UK & World News
BBC Crisis: Entwistle 'Wanted Even More Cash'
Former BBC boss George Entwistle wanted more than £450,000 as a pay-off when he quit in the wake of the Jimmy Savile and Lord McAlpine scandals, Lord Patten has revealed.
The BBC Trust chairman told MPs the outgoing director-general had demanded more than a year's salary when he walked away after just 54 days in charge.
There had already been incredulity that the corporation paid Mr Entwistle a year's salary and a string of other benefits when he was only contractually entitled to six months.
But appearing before the Culture, Media and Sport Committee, Lord Patten said he had tried to negotiate an even better package.
The peer repeated several times that the executive had wanted £450,000 "and more" but denied it was two years' or 18 months' salary and refused to give any further details.
And despite saying he wished Mr Entwistle had stuck to the £225,000 he was due under his contract, he defended him as a "decent man" who did not deserve to be "demolished".
The director-general finally resigned after the BBC was forced to pay £185,000 to Lord McAlpine after a Newsnight investigation wrongly implicated him in a child abuse scandal.
He had already come under fire for his handling of the Savile revelations and furore over the decision by Newsnight to axe its investigation into the Jim'll Fix It star.
It emerged last week that he walked away with his £450,000 year's salary, a year's private healthcare and tens of thousands of pounds for legal advice and to help handle the media.
Much of the committee session, where acting director-general Tim Davie also gave evidence, was devoted to the pay-off and Lord Patten's role.
Describing his conversation with Mr Entwistle before he stepped down, he told MPs he had said: "We are not urging you to go but we are not urging you to stay."
Lord Patten said that "absolutely and unequivocally" there had been no political pressure to get Mr Entwistle out of the job.
The executive had wanted to leave by "consensual termination" but wanted his pay for "12 months or more", the committee was told.
Lawyers had told Lord Patten that the BBC would be risking paying an extra £80,000 if they did not strike a deal, because of the likelihood of a constructive or unfair dismissal claim.
He said: "£450,000 is one hell of a lot of money.
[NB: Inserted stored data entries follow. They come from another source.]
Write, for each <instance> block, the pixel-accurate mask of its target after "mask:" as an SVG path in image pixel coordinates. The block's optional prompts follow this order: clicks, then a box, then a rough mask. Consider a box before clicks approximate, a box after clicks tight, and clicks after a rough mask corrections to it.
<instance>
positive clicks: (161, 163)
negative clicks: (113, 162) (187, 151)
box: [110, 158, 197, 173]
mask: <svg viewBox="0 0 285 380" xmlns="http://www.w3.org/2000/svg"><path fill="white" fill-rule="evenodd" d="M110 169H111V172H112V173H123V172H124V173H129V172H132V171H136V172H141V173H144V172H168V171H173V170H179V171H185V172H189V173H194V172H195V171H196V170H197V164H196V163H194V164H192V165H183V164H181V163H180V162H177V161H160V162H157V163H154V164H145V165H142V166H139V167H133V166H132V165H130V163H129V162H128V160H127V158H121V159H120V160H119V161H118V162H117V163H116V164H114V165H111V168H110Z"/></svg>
The idea that I did not understand how politically difficult it would be suggests a degree of political innocence on my part which I have to tell you does not exist, but the options I had were absolutely clear.
"We either had to deal with it quickly there and then, broadly speaking on the terms of 12 months - though that was less than we were asking for - or we had to go to constructive dismissal and constructive dismissal would have landed us with exactly the same amount of money, plus almost certainly another £80,000 of unfair dismissal."
He added that he had made sure the figure was "defensible" when he was taking advice from law firm Baker & McKenzie.
"Their agreement was not only is it defensible but it is better than any other course of action, unless we wanted the BBC to drift on without somebody at the top," he said.
MPs heard the money is not due to be paid until December and that the deal includes a "claw back" if the inquiries currently under way reveal any wrongdoing.
Nevertheless, Lord Patten said: "I do wish that his lawyers had counselled him strongly to accept £225,000, of course I do, because I think he does not deserve the damage to his reputation."
He distanced himself from the decision to appoint Mr Entwistle in the first place after a recruitment process that cost £186,000, stressing that it was a decision taken by the Trust as a whole.
"Pretty much everyone said at the time it was a very good choice," he said. "I think he was completely overwhelmed by Savile and all that came after it."
Both Lord Patten and Mr Davie were scathing about the botched Newsnight investigation into Lord McAlpine, branding it "shoddy" journalism and an "appalling editorial judgement".
The Pollard Review into the shelved Newsnight report on Savile is due next month but a second review into the wider culture at the BBC could take much longer.
Lord Patten said the BBC and licence fee-payers will have to "bear the costs" of the inquiries in the wake of the Savile scandal, "however much they are".
Legal costs in relation to the Pollard Review alone have already hit £200,000, the committee was told.